You have more information in these SO and SF questions:
Bandwidth limits for Amazon EC2
Does anyone know the bandwidth available for different EC2 Instances?
EC2 Instance Types's EXACT Network Performance?
You're right that 1000 RPS feels awfully low for Wildfly, given that the Undertow server powering it is one of the fastest in Java land and among the 10 fastest, period.
Starting points to optimize:
Make sure that you do not have request logging on (that could cause an I/O bottleneck), use the latest stable JVM, and it's probably worth using the most recent Wildfly version that your app works with.
With that done, you're almost certainly being bottlenecked by connection creation, not your AWS instance.
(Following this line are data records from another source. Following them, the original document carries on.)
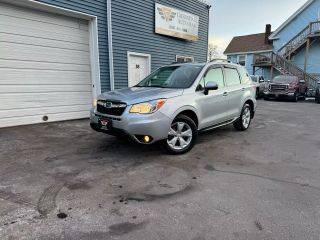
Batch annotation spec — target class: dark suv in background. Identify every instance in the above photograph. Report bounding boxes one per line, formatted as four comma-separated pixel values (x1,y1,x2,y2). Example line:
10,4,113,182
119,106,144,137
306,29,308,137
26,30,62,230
264,75,307,102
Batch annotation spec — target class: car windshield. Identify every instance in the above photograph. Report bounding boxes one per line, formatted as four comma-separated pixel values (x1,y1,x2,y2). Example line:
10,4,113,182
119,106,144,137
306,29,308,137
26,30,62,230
273,76,297,83
136,64,204,88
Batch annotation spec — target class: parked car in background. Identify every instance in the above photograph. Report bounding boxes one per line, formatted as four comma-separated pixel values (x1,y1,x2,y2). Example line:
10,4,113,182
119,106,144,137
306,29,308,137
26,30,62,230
250,75,265,99
316,81,320,104
264,75,307,102
90,61,256,154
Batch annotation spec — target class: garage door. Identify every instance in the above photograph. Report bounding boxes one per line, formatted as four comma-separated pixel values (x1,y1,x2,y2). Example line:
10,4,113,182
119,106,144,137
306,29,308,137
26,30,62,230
0,3,92,127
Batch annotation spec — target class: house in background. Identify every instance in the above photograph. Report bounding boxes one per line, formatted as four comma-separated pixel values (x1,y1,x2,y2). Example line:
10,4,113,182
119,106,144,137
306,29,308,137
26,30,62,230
224,24,273,78
0,0,210,128
225,0,320,88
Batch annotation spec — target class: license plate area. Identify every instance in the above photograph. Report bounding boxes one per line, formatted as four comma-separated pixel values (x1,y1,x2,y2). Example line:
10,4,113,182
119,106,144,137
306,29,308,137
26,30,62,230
99,118,112,130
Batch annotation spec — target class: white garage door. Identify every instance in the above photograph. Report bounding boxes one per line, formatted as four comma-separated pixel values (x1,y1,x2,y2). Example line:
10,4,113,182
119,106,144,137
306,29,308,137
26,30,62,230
0,3,92,127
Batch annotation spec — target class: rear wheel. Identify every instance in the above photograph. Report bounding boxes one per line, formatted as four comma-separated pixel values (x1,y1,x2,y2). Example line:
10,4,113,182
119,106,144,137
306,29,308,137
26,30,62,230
163,115,198,154
233,104,252,131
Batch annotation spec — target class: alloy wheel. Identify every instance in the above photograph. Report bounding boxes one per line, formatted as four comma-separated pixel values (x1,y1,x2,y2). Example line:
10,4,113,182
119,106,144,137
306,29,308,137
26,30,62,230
242,107,251,129
167,122,193,151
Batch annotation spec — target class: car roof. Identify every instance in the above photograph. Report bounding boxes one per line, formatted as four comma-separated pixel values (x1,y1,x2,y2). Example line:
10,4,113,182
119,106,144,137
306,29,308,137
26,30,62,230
167,59,242,67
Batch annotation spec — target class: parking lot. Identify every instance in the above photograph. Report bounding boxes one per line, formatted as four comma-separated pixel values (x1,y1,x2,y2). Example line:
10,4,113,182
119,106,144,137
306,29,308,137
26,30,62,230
0,101,320,240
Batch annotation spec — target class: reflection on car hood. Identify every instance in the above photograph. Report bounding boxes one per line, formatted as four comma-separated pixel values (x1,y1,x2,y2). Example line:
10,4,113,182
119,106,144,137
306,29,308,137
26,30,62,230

This could be within JMeter, or within the Wildfly subsystem.
To eliminate JMeter as a culprit, try ApacheBenchmark ("ab") at the same concurrency level, and then try it with the -k option on (to allow connection reuse).
If the first ApacheBenchmark number is much higher than JMeter, the issue is the thread-based networking model that JMeter uses (Another load-testing tool, such as gatling or locust.io may be needed).
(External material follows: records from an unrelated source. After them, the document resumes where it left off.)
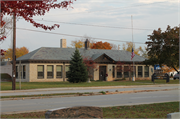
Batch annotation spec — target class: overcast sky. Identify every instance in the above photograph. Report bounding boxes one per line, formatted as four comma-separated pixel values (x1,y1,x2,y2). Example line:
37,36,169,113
1,0,180,51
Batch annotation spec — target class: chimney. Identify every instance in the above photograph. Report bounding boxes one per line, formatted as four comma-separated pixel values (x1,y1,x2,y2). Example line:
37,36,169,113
60,39,66,48
85,39,90,50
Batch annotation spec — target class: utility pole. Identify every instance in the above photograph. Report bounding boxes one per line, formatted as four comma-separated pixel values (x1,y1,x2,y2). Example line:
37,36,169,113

If the second number is much higher than the first, the bottleneck is proven to be connection creation. The may be solved by tuning the Undertow server settings.
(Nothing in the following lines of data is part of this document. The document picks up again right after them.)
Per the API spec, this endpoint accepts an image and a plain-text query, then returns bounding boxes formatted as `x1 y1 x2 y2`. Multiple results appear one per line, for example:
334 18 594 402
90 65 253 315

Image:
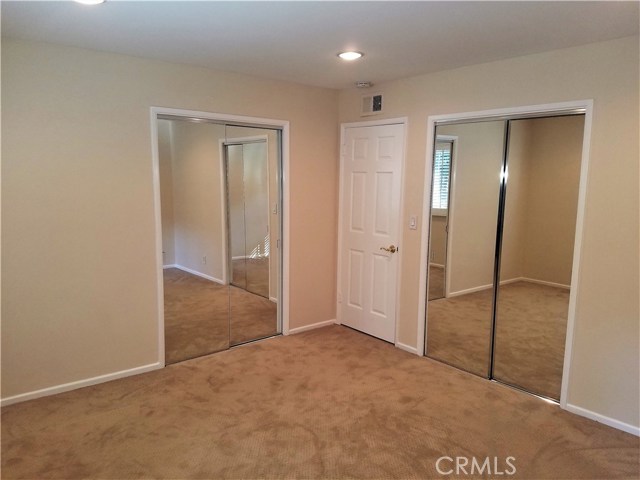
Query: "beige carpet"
429 265 445 300
164 268 278 364
427 282 569 399
231 257 269 298
2 326 640 479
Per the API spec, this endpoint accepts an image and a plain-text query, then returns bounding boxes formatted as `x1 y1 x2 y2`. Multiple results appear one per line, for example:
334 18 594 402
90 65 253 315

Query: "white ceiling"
1 0 640 88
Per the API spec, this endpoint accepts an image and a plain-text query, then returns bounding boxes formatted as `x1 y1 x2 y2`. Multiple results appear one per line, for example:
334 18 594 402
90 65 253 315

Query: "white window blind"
431 142 453 210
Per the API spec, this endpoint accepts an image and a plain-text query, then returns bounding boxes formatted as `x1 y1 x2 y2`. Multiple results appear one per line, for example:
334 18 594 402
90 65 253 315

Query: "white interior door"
338 124 404 342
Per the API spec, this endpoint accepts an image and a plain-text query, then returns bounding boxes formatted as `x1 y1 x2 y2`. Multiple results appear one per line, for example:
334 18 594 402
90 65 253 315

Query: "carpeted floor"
427 282 569 399
2 326 640 479
164 268 278 364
As far as WildFly goes, I'd have to see the config.xml, but you may be able to improve performance by tweaking the Undertow subsystem settings. The defaults are usually solid, but you want a very low number of I/O threads (either 1, or the number of CPUs, no more).
I have seen a trivial Wildfly 10 application far exceed the performance you're seeing on a t2.micro instance.
Benchmark results, with Wildfly 10 + docker + Java 8:
Server setup (EC2 t2.micro running latest amazon linux, in US-east-1, different AZs)
sudo yum install docker
sudo service docker start
sudo docker run --rm -it -p 8080:8080 svanoort/jboss-demo-app:0.7-lomem
Client (another t2.micro, minimal load, different AZ):
ab -c 16 -k -n 1000 http://$SERVER_PRIVATE_IP:8080/rest/cached/500
16 concurrent connections with keep-alive, serving 500 bytes of cached randomly pre-generated data
Results over multiple runs:
430 requests per second (RPS), 1171 RPS, 1527 RPS, 1686 RPS, 1977 RPS, 2471 RPS, 3339 RPS, eventually peaking at ~6500 RPS after hundreds of thousands of requests.
Notice how that goes up over time? It's important to prewarm the server before benchmarking, to allow for enough handler threads to be created, and to allow for JIT compilation. 10,000 requests is a good starting point.
If I turn off connection keepalive? Peaks at about ~1450 RPS with concurrency 16. BUT WAIT! With a single thread (concurrency 1), it only gives ~340-350 RPS. Increasing concurrency beyond 16 does not give higher performance, it remains fairly stable (even up to 512 concurrent connections).
If I increase the request data size to 2000 bytes, by using http://$SERVER_PRIVATE_IP:8080/rest/cached/2000 then it still hits 1367 RPS, showing that almost all of the time is spent on connection handling.
With very large (300k) requests and connection keep-alive, I hit about 50 MB/s between hosts, but I've seen up to 90 MB/s in optimal situations.
Very impressive performance for JBoss/Wildfly there, I'd say. Note that higher concurrency may be needed if there is more latency between hosts, to allow for the impact of round-trip time on connection creation.